Com o amigo Joaquim Adelino na 1ª volta por Nazaré. Foto: Susana Adelino.

Como na classificação não há tempos intermédios (continuo a não perceber para que estavam lá os tapetes se não foram tomados os tempos de passagem) não sei a quanto fiz o km nesses últimos 8,5 km, mas penso que fiz entre 4’30’’ a 4’ 50’’. A intenção era chegar até ao José Melo, um bom amigo também da blogosfera, mas a distância entre nós deveria ser muita e tal não consegui. Fica para uma próxima, José conta comigo!!!

Com o José Carlos Melo e mais alguns elementos do Run4Fun.

Acabei bem, até deu para puxar por mim no último km e fiquei satisfeito pela prestação. O ano passado “arrastei-me” a partir dos 18 km. Este ano acabei em beleza. O tempo oficial foi de 1:54:19 e como este é que conta aqui fica o registo.

A chegar. Foto: José Carlos Melo

Parabéns à organização, pena foi que aos 15 km já não houvesse água, mas bem sabemos como são alguns corredores. Só pensam neles, os de trás que se amanhem.

Depois o almoço com o Joaquim Adelino, familiares e amigos, um reencontro com a família Almeida e Veloso (sempre em crescendo este rapaz) para colocar a conversa em dia e o contar de algumas peripécias do passado. O comprar dos “barquinhos” de chocolate que já vai sendo tradição e o regresso a casa com um tempo magnífico.

Um fim-de-semana em cheio.

4.11.10

De volta...

Meus amigos

Durante uns tempos estive arredado aqui do blogue e de comentar nos vossos pois andei em campanha "secret story". O que um pai faz pelos filhos.

Agora que os meus filhos e os pais são famosos nas revistas e "cassetes piratas" , apagadas as luzes da ribalta, há que voltar de novo à escrita e a um lazer que já me vai ocupando, esse sim, que a fama é efémera, há quase vinte anos... Correr.

O tempo passa mas lembro-me bem o dia que calcei de novo os ténis e ano após ano, percorri centenas, quiçá milhares de km, em treinos e provas.

Se houve desânimos esses eram momentâneos.

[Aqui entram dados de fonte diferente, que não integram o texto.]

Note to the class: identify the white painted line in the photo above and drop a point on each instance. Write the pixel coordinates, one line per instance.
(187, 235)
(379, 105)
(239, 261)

Uma preguiça aqui e ali não faz mal nenhum. Até muitas vezes convém pois se a vida não é só net, também não é só corridas. Há um mundo à nossa frente e há que parar para repensar o que fazemos aqui, onde o ser-se verdadeiro e fiel aos seus princípios se paga caro.

Depois de uma paragem de cerca de duas semanas, voltei aos treinos. Ontem, hoje, amanhã e sempre, os meus ténis irão calcorrear as estradas, os trilhos, e estarei, de novo, junto dos amigos.

A "Maratona do Porto" já era. Horários de trabalho que não se compadecem com uma vida dita normal e um concurso viciado à partida, impediram-me de voltar a fazer os 42,195 km depois de 13 anos de ausência nessa distância.

Mas estarei de volta na mãe das Meias-Maratonas, Nazaré.

Para os que vão participar na "Maratona do Porto" os desejos de uma boa prova.

Obrigado pelo apoio dado ao meu filho Renato.

O meu filho e o meu neto


Para todos os amigos vai aquele Abraço. Estou de volta.